Slip and falls are the second leading cause of injuries in this county. Tenants are not exempt from these accidents and may file lawsuits against landlords who did not take reasonable measures to prevent slip and falls.
Many defects and conditions at rental properties can cause slip and fall injuries. These include sidewalk or driveway cracks, broken steps, poor illumination of stairs and stairwells, slippery or wet floors, snow, or ice.
Tenants possess the right to live in a rental property that is reasonably free from permanent or temporary hazards.
Property owners may be held liable for slip and fall injuries if they were negligent. Typically, injured tenants or their guests must show that:
- The landlord had the legal duty of exercising reasonable care.

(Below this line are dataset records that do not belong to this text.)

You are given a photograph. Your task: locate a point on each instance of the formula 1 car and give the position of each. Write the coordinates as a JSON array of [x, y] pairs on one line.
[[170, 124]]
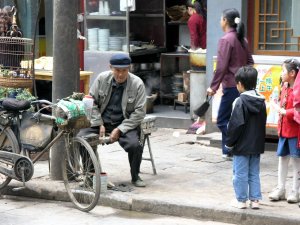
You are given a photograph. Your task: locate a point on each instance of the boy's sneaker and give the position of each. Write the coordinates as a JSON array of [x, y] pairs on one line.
[[277, 194], [254, 204], [239, 205], [293, 197]]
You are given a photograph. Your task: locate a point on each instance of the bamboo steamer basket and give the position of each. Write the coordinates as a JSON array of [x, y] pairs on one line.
[[198, 60]]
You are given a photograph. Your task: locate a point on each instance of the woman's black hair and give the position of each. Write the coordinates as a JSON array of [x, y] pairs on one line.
[[247, 75], [231, 15], [199, 5], [292, 64]]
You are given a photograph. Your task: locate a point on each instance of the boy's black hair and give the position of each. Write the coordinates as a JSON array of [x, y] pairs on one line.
[[247, 75]]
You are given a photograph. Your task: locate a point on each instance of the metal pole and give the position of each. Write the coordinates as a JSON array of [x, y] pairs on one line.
[[65, 65]]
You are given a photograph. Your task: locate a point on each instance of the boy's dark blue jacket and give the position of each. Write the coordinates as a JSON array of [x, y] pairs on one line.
[[247, 124]]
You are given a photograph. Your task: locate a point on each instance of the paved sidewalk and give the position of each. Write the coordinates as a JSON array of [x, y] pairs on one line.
[[192, 181]]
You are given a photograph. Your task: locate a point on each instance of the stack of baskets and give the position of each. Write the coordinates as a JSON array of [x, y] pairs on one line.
[[13, 73]]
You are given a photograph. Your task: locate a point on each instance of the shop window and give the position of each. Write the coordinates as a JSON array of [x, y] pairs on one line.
[[277, 27]]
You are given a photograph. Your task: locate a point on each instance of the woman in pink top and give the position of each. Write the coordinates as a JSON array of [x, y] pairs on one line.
[[296, 91], [233, 53], [197, 23]]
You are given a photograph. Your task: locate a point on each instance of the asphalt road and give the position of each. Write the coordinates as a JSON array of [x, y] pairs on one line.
[[29, 211]]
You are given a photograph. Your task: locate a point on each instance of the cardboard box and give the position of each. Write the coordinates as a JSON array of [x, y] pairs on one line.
[[182, 97]]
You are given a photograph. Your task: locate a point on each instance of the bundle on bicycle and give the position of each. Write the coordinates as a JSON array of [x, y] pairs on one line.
[[23, 130]]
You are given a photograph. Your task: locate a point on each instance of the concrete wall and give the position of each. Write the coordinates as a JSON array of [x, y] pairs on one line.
[[214, 33]]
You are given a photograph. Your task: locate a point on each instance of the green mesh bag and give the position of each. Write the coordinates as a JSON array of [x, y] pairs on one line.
[[71, 114]]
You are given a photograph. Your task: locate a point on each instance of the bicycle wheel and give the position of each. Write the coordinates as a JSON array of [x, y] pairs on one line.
[[81, 174], [9, 143]]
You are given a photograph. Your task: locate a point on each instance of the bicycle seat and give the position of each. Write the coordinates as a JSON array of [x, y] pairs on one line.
[[12, 104]]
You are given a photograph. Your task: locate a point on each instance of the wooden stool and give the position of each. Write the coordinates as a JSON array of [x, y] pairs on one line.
[[147, 127], [185, 104]]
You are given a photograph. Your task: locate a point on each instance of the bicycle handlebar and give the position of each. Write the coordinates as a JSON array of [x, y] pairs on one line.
[[42, 101], [39, 115], [104, 140]]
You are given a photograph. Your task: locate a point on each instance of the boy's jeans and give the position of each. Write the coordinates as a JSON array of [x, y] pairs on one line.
[[246, 180]]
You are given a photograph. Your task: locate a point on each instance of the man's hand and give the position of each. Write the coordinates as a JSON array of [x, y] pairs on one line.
[[210, 92], [282, 111], [102, 131], [115, 135]]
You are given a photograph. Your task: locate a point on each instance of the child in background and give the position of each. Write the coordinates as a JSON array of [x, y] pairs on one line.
[[288, 130], [246, 138]]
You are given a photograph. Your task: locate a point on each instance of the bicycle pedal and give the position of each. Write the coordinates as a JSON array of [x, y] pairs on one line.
[[18, 189]]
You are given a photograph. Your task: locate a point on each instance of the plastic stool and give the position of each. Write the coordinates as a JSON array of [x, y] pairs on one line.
[[147, 126]]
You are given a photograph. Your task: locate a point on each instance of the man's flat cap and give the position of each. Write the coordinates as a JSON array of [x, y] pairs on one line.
[[120, 60]]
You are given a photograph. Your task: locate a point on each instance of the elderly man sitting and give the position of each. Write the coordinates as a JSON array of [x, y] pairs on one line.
[[120, 97]]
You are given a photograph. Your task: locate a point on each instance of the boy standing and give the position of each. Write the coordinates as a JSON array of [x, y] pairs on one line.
[[246, 138]]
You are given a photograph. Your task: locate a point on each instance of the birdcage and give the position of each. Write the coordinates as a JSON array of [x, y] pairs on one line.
[[16, 62]]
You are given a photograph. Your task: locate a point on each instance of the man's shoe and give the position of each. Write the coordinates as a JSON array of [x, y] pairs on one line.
[[277, 194], [239, 205], [139, 183], [254, 204], [227, 157], [293, 197]]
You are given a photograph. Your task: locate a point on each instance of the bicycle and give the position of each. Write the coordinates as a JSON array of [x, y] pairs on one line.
[[82, 183]]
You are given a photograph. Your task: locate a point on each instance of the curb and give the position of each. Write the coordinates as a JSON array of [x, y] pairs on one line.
[[157, 206]]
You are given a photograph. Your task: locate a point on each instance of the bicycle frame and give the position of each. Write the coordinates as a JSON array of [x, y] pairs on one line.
[[79, 165]]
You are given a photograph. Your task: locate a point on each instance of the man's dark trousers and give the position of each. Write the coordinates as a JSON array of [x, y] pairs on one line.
[[129, 141]]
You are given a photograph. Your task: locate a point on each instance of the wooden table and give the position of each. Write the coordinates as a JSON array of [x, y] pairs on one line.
[[47, 75]]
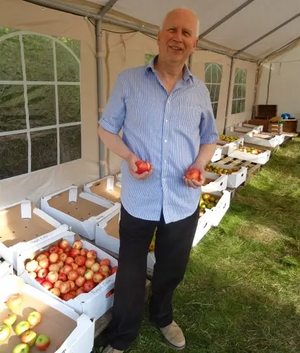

- Did not exercise this duty.
- There was physical harm from the landlord’s neglect.
- The victim suffered financial or other damages from the physical harm.
- The harm could have been avoided if the property owner exercised reasonable care.
- The landlord knew or should have known about the condition that caused the accident.
There are many examples of landlord negligence that play a role in slip and fall accidents. For example, the property owner did not remove snow and ice from sidewalks within a reasonable time, failure to fix a leaking roof that causes a puddle to form on steps after it rains, or not repairing a sinking sidewalk that caused an uneven footpath.
Landlords may also be held negligent if they fail to warn about a hazardous condition. Not placing placards or cones in front of a wet floor or stairway is an example of this negligence
Seek medical care for any injury, even if it was minor. Take pictures of the hazard or dangerous condition, if possible.
Slip and fall injuries can require long-term care and cause other losses. Attorney can assist victims with seeking compensation and filing a timely lawsuit.